Ritos corporais durante a pandemia

O primeiro caso de Covid-19 no Distrito Federal foi reportado em 7 de março de 2020. Desde então, o Brasil tornou-se o epicentro da pandemia, chegando a registrar 4 mil casos em um único dia. Como ainda não existe uma cura conhecida e durante muito tempo a vacina não esteve disponível para todos, os cuidados estão tinham como foco a prevenção. O álcool-em-gel, a máscara e o termômetro tornaram-se itens indispensáveis no cotidiano brasileiro. O texto foi escrito em 2021 mas só agora tive oportunidade de publicá-lo.



Foto ganhadora do World Press Photo. Depois
de 5 meses, uma idosa recebe um abraço de uma
enfermeira. Ao mesmo tempo que o plástico
demarca a separação entre as duas, é também
um elemento intermediador e que autoriza o
estabelecimento da relação. Nesse artigo,
iremos aprofundar esse fenômeno.
Fonte: Mads Nissen

Nessa postagem, faço um relato de campo na jornada ao mercado com Renato (36 anos), meu interlocutor, morador da Asa Norte de Brasília. O foco é em como as práticas de prevenção guiam o antes, o durante e o depois das interações entre os sujeitos, sejam eles vivos (humanos), não-vivos (mercadorias, máscaras e objetos sanitizantes) ou que estejam em uma interface em que migre entre essas duas categorias (vírus).



Argumento que os novos artefatos são elementos intermediadores de relações e que participam da gestão da vida e da morte.
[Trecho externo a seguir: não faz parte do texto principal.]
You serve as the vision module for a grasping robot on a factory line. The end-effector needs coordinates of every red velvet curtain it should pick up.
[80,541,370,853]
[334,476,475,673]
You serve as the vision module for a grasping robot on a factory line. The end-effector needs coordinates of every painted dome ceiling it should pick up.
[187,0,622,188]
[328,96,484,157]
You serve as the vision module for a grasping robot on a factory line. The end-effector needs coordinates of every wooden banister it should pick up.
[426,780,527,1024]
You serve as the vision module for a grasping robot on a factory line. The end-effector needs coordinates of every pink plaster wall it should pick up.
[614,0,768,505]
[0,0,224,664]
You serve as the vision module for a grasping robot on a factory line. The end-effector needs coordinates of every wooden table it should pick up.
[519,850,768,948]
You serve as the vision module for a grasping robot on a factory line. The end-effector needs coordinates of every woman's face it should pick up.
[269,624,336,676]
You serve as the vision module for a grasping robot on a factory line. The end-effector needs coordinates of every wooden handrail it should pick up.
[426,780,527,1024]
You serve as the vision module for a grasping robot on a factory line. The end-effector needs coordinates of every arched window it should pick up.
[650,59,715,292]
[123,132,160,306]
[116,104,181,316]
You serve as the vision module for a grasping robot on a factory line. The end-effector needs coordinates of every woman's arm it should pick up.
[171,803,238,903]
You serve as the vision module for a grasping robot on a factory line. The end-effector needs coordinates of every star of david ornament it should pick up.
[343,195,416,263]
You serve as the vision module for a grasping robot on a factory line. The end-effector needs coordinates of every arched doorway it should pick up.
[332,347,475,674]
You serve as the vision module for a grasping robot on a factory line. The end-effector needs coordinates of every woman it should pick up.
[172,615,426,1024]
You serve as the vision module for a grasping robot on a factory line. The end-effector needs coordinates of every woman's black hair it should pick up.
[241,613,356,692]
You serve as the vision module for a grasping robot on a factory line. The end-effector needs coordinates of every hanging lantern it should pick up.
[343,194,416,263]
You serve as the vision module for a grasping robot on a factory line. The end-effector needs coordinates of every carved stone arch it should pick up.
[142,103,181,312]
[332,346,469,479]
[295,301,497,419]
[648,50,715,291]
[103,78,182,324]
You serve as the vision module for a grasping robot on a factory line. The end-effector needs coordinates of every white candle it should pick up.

Para tal, articulo o conceito de cadeia operatória, proposto por Leroi-Gourhan, que Lemonnier (2004, p. 178) definiu como matéria-prima de uma etnologia da técnica; as abordagens que, segundo Sautchuk (2017) a antropologia considera a técnica a partir da ideia de transformação; e também as reflexões promovidas por Pitrou (2021) acerca da técnica e da distinção entre os seres vivos, entidades capazes de exercer as funções de vida (reprodução, crescimento, metabolização etc), e os seres de vida, responsáveis por autorizar a existência dos seres vivos.



Advogo pela superação da ditocomia entre o simbólico e o prático: a técnica, que carrega consigo aspectos econômicos e utilitários, conjulga-se com os aspectos simbólicos, influenciados pela cultura e crenças pessoais. Do lado utilitário, temos que a máscara, o termômetro e o álcool-em-gel são comprovadamente meios eficazes de controlar a taxa de transmissão do vírus se usados corretamente. Pelo aspecto simbólico,  também são elementos que autorizam ou desautorizam o início e a continuação das interações entre os seres - incluíndo os não-vivos, como o coronavírus.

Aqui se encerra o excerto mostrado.